小芸蹲下身,假装整理工具箱,声音压得极低:“老周让我跟你说,今晚亥时,去北边的废弃泵站。”
艾丝的镊子顿了一下,蓝线在铜片上划出一道白痕。“废弃泵站?”那里三年前就因为管道爆裂被封了,据说里面的积水深到膝盖,还住着不少老鼠。

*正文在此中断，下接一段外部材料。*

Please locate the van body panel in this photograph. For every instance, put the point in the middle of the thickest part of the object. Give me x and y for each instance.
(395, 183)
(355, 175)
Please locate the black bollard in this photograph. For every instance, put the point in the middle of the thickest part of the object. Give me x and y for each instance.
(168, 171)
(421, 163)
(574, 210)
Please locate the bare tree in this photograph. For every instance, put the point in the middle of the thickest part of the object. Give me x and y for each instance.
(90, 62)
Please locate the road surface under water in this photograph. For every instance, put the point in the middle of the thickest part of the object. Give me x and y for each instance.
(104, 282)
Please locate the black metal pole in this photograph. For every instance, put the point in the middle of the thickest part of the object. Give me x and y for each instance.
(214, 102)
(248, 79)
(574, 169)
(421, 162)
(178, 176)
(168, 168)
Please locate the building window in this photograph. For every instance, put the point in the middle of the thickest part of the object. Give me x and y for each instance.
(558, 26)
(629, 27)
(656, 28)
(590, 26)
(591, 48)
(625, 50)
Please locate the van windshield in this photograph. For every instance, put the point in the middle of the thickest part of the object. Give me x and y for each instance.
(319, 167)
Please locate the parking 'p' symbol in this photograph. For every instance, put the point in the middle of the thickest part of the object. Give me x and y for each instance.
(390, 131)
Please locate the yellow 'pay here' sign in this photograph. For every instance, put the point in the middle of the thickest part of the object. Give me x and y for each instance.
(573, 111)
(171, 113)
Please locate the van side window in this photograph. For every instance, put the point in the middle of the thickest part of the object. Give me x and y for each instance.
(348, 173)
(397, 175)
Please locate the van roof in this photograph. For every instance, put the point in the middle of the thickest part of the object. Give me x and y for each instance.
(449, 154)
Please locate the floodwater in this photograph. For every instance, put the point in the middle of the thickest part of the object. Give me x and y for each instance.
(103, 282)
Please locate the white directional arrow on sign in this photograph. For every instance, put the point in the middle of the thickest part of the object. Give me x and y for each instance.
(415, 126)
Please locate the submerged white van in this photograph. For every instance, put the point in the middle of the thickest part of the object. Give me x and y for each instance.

“嗯。”小芸点点头,手指紧张地绞着衣角,“他说……那里有能让净化塔重新转起来的办法。”说完这句,她像被烫到似的站起身,几乎是跑着回到了自己的工位,后背的碎花在灰黑色的车间里,像朵快蔫了的花。
艾丝看着她的背影,心里翻起一阵波澜。老周早上没说完的话,小芸这没头没尾的消息,像两块拼图,隐约能看出点轮廓。她捏了捏镊子,金属的凉意顺着指尖爬上来,让她混乱的思绪清醒了几分——不管是什么,总得去看看。
亥时的897层,比白天更像座坟墓。
照明管几乎全灭了,只有应急灯还亮着几盏,发出惨绿的光,把楼道的影子拉得老长,像张牙舞爪的鬼。艾丝裹紧了工装外套,外套口袋里揣着那片钢片,这是她唯一的武器。空气里的铁锈味浓得化不开,每走一步都像在吞咽细小的刀片。

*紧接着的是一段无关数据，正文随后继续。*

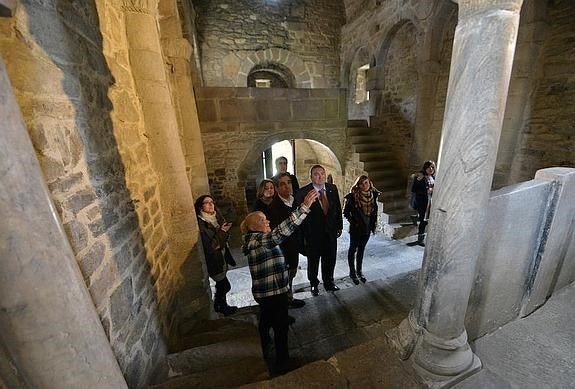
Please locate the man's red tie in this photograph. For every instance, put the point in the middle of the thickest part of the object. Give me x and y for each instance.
(323, 201)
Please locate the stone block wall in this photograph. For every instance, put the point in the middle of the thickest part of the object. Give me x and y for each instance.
(527, 252)
(389, 35)
(70, 69)
(236, 35)
(544, 56)
(238, 124)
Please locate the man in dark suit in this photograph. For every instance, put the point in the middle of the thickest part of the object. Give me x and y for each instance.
(320, 230)
(281, 167)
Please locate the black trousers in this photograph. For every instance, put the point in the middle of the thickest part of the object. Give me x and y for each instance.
(222, 288)
(422, 222)
(327, 255)
(357, 242)
(274, 314)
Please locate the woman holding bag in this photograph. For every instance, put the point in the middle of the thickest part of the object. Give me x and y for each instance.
(215, 234)
(360, 210)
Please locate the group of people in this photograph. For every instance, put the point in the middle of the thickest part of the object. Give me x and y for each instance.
(287, 220)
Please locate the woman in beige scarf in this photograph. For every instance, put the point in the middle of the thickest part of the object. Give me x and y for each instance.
(360, 210)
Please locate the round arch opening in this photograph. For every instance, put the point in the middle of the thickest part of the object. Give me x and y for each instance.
(270, 75)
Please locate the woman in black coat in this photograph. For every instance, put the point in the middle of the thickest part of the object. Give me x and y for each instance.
(422, 189)
(215, 234)
(360, 210)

废弃泵站在897层的最北端,紧挨着隔离墙——墙的另一边,就是被辐射沙漠吞噬的旧世界。远远望去,泵站的铁皮屋顶塌了一半,像颗被打烂的脑袋,黑洞洞的窗口里没有一丝光亮,只有风穿过破损管道的呜咽声,像有人在哭。
艾丝在泵站门口站了片刻,确认没人跟踪,才弯腰从破损的铁门里钻进去。门轴发出“吱呀”的惨叫,在寂静的夜里格外刺耳,吓得她心脏猛跳了一下。

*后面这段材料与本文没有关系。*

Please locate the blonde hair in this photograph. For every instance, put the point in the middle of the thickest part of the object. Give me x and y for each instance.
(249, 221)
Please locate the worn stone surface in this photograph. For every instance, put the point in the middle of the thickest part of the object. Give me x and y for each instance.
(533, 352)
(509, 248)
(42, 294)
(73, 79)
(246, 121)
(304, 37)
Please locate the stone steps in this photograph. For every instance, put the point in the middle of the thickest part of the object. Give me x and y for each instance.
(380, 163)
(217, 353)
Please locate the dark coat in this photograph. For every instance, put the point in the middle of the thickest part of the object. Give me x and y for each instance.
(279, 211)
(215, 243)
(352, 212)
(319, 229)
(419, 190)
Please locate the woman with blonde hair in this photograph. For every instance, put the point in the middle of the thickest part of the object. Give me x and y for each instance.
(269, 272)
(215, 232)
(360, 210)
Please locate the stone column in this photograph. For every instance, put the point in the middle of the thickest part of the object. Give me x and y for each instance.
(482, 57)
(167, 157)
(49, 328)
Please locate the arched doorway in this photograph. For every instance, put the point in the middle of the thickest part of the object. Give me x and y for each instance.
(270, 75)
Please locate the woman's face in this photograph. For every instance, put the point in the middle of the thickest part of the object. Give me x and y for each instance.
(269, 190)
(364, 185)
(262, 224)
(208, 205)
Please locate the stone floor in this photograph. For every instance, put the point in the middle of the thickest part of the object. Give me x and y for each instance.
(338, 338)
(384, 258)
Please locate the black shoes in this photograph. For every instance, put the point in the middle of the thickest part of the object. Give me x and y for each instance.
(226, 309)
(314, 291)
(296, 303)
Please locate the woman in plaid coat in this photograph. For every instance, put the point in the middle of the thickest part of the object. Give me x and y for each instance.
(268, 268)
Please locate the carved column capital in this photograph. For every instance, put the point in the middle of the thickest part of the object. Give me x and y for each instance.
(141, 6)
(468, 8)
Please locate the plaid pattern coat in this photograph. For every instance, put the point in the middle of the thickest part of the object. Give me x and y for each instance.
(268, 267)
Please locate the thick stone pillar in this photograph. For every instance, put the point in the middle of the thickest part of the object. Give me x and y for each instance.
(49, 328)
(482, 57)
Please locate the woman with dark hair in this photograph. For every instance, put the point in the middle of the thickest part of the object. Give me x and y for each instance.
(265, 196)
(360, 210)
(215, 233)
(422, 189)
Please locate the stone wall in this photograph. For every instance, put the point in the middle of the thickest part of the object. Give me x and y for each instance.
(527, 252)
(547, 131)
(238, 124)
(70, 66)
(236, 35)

里面比想象中更暗,更潮湿。地面的积水没过脚踝,冰凉刺骨,水里漂浮着不知名的垃圾,踩上去“咯吱”作响。空气中弥漫着霉味和铁锈味的混合体,呛得艾丝忍不住咳嗽了两声。
“来了?”
黑暗里突然传来一个声音,吓了艾丝一跳。她下意识地摸向腰间的钢片,却见角落里亮起一点微弱的光——是支自制的油灯,灯芯是用布条搓的,烧得噼啪作响,照亮了周围几张模糊的脸。
艾丝慢慢走过去,油灯的光范围很小,只能看清眼前五个人:老周、小芸,还有三个没见过的男人,其中一个坐在最里面的铁桶上,背对着光,看不清脸,只能看到他手里把玩着一把扳手,扳手的反光在墙上晃来晃去。
“别紧张。”老周往旁边挪了挪,给艾丝让出个位置,“都是自己人。”
艾丝没坐,她靠在一根锈迹斑斑的铁管上,目光扫过在场的每个人。小芸低着头,手指抠着衣角;老周眼神诚恳,带着点期盼;另外两个男人表情严肃,其中一个脸上有块刀疤,正盯着她手里的镊子——那是她从车间带出来的。
“你们是谁?”艾丝的声音在空旷的泵站里有点发飘。
“我叫老武。”坐在铁桶上的男人开口了,他慢慢转过身,油灯的光终于照亮了他的脸——约莫四十岁年纪,额头上有块明显的疤痕,从眉骨一直延伸到颧骨,像条爬着的蜈蚣。但他的眼睛很平静,甚至带着点温和,“我们是铁花社的。”
铁花社。
这三个字像颗石子,投进艾丝的心湖。她早就听说过这个名字,有人说他们是一群不要命的疯子,想跟上层对着干;有人说他们藏着从辐射区带回来的宝贝,能让人长生不老;还有人说,去年732层净化塔故障时,是铁花社偷偷送去了净化剂,救了不少人。但没人知道他们到底是谁,在哪里。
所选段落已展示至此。